A parabolic cylinder is a three-dimensional surface that can be visualized as the result of translating a parabola along a line perpendicular to its plane. In our case, the surface is described by the equation \( y = x^2 \), which is a classic parabola open upwards in the \(xy\)-plane.
Imagine sliding this parabolic curve along the \(z\)-axis, creating a surface that, when viewed from the side, looks like a set of parallel parabolas stacked on top of each other. This process forms a parabolic cylinder.

• Description: It is not curved in the \(z\)-direction.
• Parameterization: We use \(x\) and \(z\) as parameters to map the surface: \(\vec{r}(x, z) = \langle x, x^2, z \rangle \).
• Boundary: Our problem constrains \(x\) between 0 and 2, and \(z\) between 0 and 3.

Such cylinders are important in physics and engineering problems where parabolic patterns repeat in one direction.

Surface integrals extend the concept of a regular integral over areas rather than lines or curves. They allow us to compute quantities like mass or flux over a surface. In our exercise, we are computing the flux of a velocity field through the surface.

The general idea is to take a small patch of the surface, measure a quantity on this patch, and then sum these measurements across the entire surface. For instance, the flux of a fluid is how much fluid passes through a surface.

• Flux Integral: Given as \( \iint_{S} \mathbf{F} \cdot \mathbf{n} \, dS \), where \( \mathbf{F} \) is the vector field and \( \mathbf{n} \) is the normal vector to the surface.
• Conversion: Change the surface integral to a double integral over a domain by parameterizing the surface.

For our exercise, this takes the form: \( \iint_{D} \mathbf{F}(\vec{r}(x, z)) \cdot \mathbf{n} \, dA \), simplifying the calculation process by working within the parameterized space.

A velocity vector describes both the speed and direction of a moving object. In fluid dynamics, it represents the flow of fluid per unit time. The given velocity vector field for this problem is \( \mathbf{F}(x, y, z)=3z^2 \mathbf{i}+6 \mathbf{j}+6xz \mathbf{k} \).

In this context:

• Components: Understanding \(3z^2 \mathbf{i}\) implies motion along the \(x\) direction varies with \(z\). The term \(6 \mathbf{j}\) indicates a constant velocity component along the \(y\) direction. Lastly, \(6xz \mathbf{k}\) shows how the flow in the \(z\) direction depends on both \(x\) and \(z\).
• Application: The goal is to understand how these components interact with the surface. Evaluating the vector at various points helps describe how the fluid flows across the parabolic cylinder.

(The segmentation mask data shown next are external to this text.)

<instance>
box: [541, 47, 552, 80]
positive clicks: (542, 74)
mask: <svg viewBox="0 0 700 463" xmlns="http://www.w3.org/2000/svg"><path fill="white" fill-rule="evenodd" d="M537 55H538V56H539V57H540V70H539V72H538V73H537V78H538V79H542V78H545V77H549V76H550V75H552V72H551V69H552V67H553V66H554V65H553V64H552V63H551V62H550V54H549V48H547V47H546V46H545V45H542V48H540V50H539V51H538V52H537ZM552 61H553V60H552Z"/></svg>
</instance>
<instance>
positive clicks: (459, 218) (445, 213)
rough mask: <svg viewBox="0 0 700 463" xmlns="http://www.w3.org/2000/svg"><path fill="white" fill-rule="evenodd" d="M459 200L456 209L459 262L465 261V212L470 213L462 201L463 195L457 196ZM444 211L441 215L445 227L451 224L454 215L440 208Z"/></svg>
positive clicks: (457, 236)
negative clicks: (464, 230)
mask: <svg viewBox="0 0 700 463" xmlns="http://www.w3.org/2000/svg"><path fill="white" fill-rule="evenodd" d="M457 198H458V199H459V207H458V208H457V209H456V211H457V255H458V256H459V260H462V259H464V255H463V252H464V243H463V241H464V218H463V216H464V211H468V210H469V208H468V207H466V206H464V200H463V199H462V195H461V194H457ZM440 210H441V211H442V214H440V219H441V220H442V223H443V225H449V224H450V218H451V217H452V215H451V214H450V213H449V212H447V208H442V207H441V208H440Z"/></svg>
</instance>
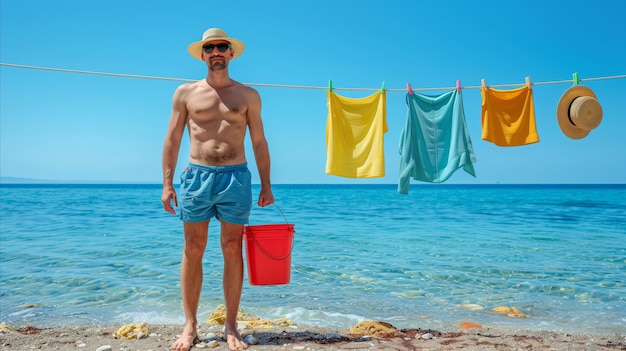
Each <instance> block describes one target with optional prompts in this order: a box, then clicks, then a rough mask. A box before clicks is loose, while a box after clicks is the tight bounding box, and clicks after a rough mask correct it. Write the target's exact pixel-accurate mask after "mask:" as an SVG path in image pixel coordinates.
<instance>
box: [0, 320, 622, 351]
mask: <svg viewBox="0 0 626 351" xmlns="http://www.w3.org/2000/svg"><path fill="white" fill-rule="evenodd" d="M383 324H384V323H383ZM144 326H145V327H146V328H147V329H148V330H147V333H142V334H141V335H139V338H137V337H136V336H134V337H132V339H127V338H116V337H115V336H114V335H115V334H116V332H117V331H119V330H120V329H122V328H121V327H123V326H120V325H68V326H63V327H54V328H37V327H34V326H29V327H24V328H12V327H11V326H9V325H6V324H4V325H3V327H2V328H0V329H1V331H0V349H2V350H97V351H106V350H115V351H118V350H119V351H131V350H132V351H140V350H141V351H147V350H153V351H158V350H169V346H170V344H171V342H172V341H173V340H174V339H175V338H176V336H177V335H178V334H179V333H180V331H181V330H182V326H180V325H160V324H154V325H152V324H147V323H146V324H145V325H144ZM222 328H223V327H221V326H211V325H206V324H205V325H202V326H200V327H199V329H198V332H199V336H200V339H201V340H202V343H200V344H197V345H196V346H195V347H194V348H192V350H197V349H214V350H227V349H228V347H227V345H226V343H225V342H224V341H223V339H222V337H223V333H222ZM12 329H13V330H12ZM351 330H352V328H351V329H349V330H337V329H329V328H320V327H311V326H293V325H292V326H288V327H274V328H271V329H267V328H244V329H242V330H241V332H242V335H244V336H247V335H253V336H254V337H255V338H256V339H257V341H258V344H256V345H252V346H251V347H250V349H251V350H424V351H426V350H429V351H435V350H468V351H473V350H626V335H623V334H574V335H572V334H567V333H556V332H550V331H524V330H505V329H498V328H490V327H481V328H470V329H461V328H459V330H458V331H447V332H439V331H436V330H423V329H401V330H396V331H394V332H391V333H382V334H374V335H355V334H353V333H351ZM144 331H146V330H144Z"/></svg>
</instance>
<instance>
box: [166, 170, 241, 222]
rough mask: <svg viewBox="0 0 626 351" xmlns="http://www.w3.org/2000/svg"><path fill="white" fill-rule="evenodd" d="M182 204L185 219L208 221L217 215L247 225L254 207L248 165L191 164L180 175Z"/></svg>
mask: <svg viewBox="0 0 626 351" xmlns="http://www.w3.org/2000/svg"><path fill="white" fill-rule="evenodd" d="M178 204H179V205H180V219H182V220H183V221H184V222H204V221H207V220H210V219H211V218H213V217H216V218H217V219H218V220H221V221H226V222H229V223H235V224H247V223H248V218H249V217H250V209H251V207H252V185H251V174H250V170H249V169H248V165H247V164H246V163H243V164H239V165H233V166H205V165H198V164H193V163H190V164H189V166H188V167H187V168H185V170H184V171H183V173H182V174H181V176H180V192H179V195H178Z"/></svg>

Knowing the velocity vector is crucial to predicting fluid flow behavior across surfaces.

The cross product is a mathematical operation that takes two vectors and produces a third vector perpendicular to the plane of the first two. This concept is essential in finding the normal vector to a surface.

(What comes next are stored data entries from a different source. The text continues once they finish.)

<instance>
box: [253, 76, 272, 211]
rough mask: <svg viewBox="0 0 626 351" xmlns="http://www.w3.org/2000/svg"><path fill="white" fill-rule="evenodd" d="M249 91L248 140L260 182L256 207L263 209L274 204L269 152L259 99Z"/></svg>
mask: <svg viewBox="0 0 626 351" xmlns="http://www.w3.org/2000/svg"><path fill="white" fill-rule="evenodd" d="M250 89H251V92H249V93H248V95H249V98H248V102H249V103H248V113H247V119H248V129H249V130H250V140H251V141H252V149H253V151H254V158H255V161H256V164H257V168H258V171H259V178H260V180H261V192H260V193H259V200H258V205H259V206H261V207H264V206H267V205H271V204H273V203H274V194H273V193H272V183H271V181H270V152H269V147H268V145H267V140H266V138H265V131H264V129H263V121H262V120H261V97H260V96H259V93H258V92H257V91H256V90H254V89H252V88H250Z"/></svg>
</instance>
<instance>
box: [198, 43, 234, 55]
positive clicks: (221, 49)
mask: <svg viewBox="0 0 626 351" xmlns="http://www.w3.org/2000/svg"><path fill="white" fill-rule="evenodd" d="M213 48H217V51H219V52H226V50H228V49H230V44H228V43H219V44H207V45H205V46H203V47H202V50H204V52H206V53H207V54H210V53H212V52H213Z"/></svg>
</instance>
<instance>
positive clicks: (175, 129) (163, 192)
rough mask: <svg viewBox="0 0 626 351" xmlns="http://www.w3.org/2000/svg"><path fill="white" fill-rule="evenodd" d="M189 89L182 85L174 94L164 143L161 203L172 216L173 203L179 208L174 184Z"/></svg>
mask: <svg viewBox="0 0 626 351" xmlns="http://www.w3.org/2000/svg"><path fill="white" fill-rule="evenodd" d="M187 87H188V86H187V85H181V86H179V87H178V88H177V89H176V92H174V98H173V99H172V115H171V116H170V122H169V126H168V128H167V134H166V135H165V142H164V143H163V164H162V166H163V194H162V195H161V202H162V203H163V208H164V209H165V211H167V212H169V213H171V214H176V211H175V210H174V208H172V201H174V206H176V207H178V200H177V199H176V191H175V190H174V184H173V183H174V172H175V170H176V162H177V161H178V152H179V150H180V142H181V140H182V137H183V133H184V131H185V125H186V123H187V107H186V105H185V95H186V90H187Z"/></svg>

In our exercise, we find the normal vector \( \mathbf{n} \) by computing the cross product between the partial derivatives of the parameterized surface \( \vec{r}(x, z) = \langle x, x^2, z \rangle \):
\[ \vec{n} = \frac{\partial \vec{r}}{\partial x} \times \frac{\partial \vec{r}}{\partial z} \]

• Normal Vector: The calculation results in \( \vec{n} = \langle 2x, -1, 0 \rangle \), which points outward from the surface.
• Orientation: Determining the correct direction of \( \mathbf{n} \) is critical as it affects the sign of the surface integral for flux calculations.
• Utility: This vector allows us to measure how much of the field \( \mathbf{F} \) passes through the surface normally, crucial for determining net flow through the surface.

The cross product not only finds applications in physics but also in engineering fields where orientations and torques are important.